Our problems, of course, were constructed to elicit conjunction errors, and they do not provide an unbiased estimate of the prevalence of these errors.
See. Biased. Specifically designed to fool people.
What that says is that the test in question addresses only one of two obvious questions about the conjunction fallacy. It addresses the question of whether that kind of mistake is one that people do sometimes make; it does not address the question of how often people make that kind of mistake in practice. It’s like if they were trying to find out if overdosing on a certain vitamin can be fatal: They’ll give their (animal) subjects some absurd amount of it, and see what happens, and if that turns out to be fatal, then they go trying different amounts to see where the effect starts. (That way they know to look at, say, kidney function, if that’s what killed the first batch of subjects, rather than having to test all the different body systems to find out what’s going on.) All the first test tells you is whether that kind of overdose is possible at all.
Just because it doesn’t answer every question you’d like it to doesn’t mean that it doesn’t answer any questions.
Do you understand that the situation of “someone using his intelligence to try to fool you” and the situation “living life” are different? Studies about the former do not give results about the latter. The only valid conclusion from this study is “people can sometimes be fooled, on purpose”. But that isn’t the conclusion it claims to support. Being tricked by people intentionally is different than being inherently biased.

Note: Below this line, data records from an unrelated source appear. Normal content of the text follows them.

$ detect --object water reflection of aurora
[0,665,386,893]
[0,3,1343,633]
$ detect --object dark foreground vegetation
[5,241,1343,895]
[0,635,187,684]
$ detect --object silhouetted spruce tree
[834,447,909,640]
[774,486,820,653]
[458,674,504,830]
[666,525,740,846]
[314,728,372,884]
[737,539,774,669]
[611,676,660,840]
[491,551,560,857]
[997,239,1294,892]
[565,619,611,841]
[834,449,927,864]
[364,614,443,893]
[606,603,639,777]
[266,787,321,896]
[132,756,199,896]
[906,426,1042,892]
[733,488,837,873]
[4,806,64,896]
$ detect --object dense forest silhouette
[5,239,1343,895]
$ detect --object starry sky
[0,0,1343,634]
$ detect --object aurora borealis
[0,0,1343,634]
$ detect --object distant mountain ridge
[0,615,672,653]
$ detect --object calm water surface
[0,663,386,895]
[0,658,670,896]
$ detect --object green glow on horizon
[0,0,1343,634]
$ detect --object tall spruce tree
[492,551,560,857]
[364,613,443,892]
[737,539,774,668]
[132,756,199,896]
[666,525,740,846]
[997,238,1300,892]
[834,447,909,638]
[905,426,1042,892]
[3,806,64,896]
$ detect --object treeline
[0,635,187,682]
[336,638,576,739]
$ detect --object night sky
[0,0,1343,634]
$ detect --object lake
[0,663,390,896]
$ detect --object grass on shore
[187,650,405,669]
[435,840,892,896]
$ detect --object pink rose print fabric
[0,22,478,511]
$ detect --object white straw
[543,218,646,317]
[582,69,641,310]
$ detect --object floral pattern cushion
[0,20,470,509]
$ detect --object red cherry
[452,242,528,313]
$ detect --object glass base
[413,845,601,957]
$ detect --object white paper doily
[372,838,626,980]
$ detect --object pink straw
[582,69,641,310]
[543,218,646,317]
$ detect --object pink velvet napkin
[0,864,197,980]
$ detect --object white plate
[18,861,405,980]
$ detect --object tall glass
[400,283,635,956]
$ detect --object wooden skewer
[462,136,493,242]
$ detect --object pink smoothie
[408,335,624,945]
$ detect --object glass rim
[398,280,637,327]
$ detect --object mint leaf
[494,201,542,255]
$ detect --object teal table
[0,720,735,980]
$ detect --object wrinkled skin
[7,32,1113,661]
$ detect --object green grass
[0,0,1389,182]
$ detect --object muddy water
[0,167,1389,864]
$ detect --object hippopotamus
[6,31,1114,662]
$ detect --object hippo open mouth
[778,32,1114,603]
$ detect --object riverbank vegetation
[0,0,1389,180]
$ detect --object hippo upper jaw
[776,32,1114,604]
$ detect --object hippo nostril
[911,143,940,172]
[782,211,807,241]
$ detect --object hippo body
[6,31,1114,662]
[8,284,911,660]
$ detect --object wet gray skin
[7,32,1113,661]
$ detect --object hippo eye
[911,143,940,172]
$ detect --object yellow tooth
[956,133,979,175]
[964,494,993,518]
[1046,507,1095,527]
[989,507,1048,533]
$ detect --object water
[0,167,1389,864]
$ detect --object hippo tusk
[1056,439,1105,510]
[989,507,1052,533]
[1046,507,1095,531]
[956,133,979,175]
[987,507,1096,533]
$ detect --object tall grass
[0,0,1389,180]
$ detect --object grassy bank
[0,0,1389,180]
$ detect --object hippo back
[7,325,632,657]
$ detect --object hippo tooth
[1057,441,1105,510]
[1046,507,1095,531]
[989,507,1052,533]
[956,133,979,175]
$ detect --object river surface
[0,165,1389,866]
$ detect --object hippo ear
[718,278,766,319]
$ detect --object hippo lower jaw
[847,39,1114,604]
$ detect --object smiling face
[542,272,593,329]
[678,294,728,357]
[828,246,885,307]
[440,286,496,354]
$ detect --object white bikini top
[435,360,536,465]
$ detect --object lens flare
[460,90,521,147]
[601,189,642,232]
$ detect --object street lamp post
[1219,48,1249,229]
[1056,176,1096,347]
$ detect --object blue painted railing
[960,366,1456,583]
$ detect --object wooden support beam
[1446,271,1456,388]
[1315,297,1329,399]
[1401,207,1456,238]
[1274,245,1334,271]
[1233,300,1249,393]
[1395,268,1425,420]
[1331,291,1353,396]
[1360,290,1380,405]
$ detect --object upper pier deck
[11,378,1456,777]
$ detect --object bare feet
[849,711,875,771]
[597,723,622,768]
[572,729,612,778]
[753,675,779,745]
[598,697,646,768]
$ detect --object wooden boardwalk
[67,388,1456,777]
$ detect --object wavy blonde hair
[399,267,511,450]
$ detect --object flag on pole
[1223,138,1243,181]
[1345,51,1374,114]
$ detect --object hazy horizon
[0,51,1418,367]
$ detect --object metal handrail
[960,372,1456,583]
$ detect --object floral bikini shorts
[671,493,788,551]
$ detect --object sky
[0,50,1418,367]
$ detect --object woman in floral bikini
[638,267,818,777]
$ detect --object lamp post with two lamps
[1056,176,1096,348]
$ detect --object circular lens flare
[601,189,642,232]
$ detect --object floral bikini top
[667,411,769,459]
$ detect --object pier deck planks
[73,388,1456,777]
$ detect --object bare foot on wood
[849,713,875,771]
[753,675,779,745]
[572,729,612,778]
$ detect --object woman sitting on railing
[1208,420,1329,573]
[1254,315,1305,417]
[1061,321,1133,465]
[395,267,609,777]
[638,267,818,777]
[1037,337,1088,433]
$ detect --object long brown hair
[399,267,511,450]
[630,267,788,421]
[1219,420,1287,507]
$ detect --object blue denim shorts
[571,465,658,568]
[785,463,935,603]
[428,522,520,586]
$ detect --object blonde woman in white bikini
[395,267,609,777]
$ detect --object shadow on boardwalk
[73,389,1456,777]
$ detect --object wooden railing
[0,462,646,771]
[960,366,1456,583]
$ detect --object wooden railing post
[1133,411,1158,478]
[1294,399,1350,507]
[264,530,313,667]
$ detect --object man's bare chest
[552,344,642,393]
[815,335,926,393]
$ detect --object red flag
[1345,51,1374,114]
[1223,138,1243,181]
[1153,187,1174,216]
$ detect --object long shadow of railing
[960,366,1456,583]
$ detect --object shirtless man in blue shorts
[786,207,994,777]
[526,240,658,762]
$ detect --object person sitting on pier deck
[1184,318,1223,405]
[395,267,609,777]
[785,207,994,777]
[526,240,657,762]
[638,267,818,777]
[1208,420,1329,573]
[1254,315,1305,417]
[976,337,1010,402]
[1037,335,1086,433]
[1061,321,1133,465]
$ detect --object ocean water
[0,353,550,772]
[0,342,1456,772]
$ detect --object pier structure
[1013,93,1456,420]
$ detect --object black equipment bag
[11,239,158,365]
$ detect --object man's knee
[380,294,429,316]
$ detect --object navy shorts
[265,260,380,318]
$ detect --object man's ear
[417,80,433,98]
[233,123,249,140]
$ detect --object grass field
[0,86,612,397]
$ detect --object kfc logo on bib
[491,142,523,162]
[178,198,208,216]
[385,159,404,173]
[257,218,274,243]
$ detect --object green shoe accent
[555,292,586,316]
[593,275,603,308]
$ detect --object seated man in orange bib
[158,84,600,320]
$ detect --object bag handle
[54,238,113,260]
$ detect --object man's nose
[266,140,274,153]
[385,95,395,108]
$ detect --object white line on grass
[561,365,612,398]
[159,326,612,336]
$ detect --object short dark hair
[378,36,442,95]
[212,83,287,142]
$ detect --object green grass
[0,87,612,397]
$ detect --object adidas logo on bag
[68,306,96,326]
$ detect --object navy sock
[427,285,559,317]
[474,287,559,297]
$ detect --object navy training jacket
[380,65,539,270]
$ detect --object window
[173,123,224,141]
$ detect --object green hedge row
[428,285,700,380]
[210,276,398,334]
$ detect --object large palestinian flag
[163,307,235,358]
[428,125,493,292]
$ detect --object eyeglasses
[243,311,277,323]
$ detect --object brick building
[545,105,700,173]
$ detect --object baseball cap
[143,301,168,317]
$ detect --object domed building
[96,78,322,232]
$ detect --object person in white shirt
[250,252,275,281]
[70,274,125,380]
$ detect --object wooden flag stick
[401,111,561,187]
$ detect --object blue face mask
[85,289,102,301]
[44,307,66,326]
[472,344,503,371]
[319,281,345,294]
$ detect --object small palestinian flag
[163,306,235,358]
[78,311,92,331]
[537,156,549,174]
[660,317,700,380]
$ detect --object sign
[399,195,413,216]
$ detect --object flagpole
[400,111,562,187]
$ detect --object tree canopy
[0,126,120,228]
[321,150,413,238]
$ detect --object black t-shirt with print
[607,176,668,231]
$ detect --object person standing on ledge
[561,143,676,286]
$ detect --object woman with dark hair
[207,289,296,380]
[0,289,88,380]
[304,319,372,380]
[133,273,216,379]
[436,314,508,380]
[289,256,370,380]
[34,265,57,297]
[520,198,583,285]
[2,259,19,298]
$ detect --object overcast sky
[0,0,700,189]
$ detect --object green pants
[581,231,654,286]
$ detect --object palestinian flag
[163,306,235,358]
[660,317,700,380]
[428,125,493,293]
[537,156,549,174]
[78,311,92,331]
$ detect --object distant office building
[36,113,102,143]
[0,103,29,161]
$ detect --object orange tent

The point is “people can be fooled into making this specific mistake”, which is an indication that that specific mistake is one that people do make in some circumstances, rather than that specific mistake not being made at all. (As a counterexample, I imagine that it would be rather hard to trick someone into claiming that if you put two paperclips in a bowl, and then added two more paperclips to that bowl, and then counted the paperclips, you’d find three—that’s a mistake that people don’t make, even if someone tries to trick them.)
“Some circumstances” might only be “when someone is trying to trick them”, but even if that’s true (which the experiment with the dice suggests it’s not) that’s not as far removed from “living life” as you’re trying to claim—people do try to trick each other in real life, and it’s not too unusual to encounter other situations that are just as tricky as dealing with a malicious human.
What that says is that the test in question addresses only one of two obvious questions about the conjunction fallacy. It addresses the question of whether that kind of mistake is one that people do sometimes make; it does not address the question of how often people make that kind of mistake in practice. It’s like if they were trying to find out if overdosing on a certain vitamin can be fatal: They’ll give their (animal) subjects some absurd amount of it, and see what happens, and if that turns out to be fatal, then they go trying different amounts to see where the effect starts. (That way they know to look at, say, kidney function, if that’s what killed the first batch of subjects, rather than having to test all the different body systems to find out what’s going on.) All the first test tells you is whether that kind of overdose is possible at all.
Just because it doesn’t answer every question you’d like it to doesn’t mean that it doesn’t answer any questions.
Do you understand that the situation of “someone using his intelligence to try to fool you” and the situation “living life” are different? Studies about the former do not give results about the latter. The only valid conclusion from this study is “people can sometimes be fooled, on purpose”. But that isn’t the conclusion it claims to support. Being tricked by people intentionally is different than being inherently biased.
The point is “people can be fooled into making this specific mistake”, which is an indication that that specific mistake is one that people do make in some circumstances, rather than that specific mistake not being made at all. (As a counterexample, I imagine that it would be rather hard to trick someone into claiming that if you put two paperclips in a bowl, and then added two more paperclips to that bowl, and then counted the paperclips, you’d find three—that’s a mistake that people don’t make, even if someone tries to trick them.)
“Some circumstances” might only be “when someone is trying to trick them”, but even if that’s true (which the experiment with the dice suggests it’s not) that’s not as far removed from “living life” as you’re trying to claim—people do try to trick each other in real life, and it’s not too unusual to encounter other situations that are just as tricky as dealing with a malicious human.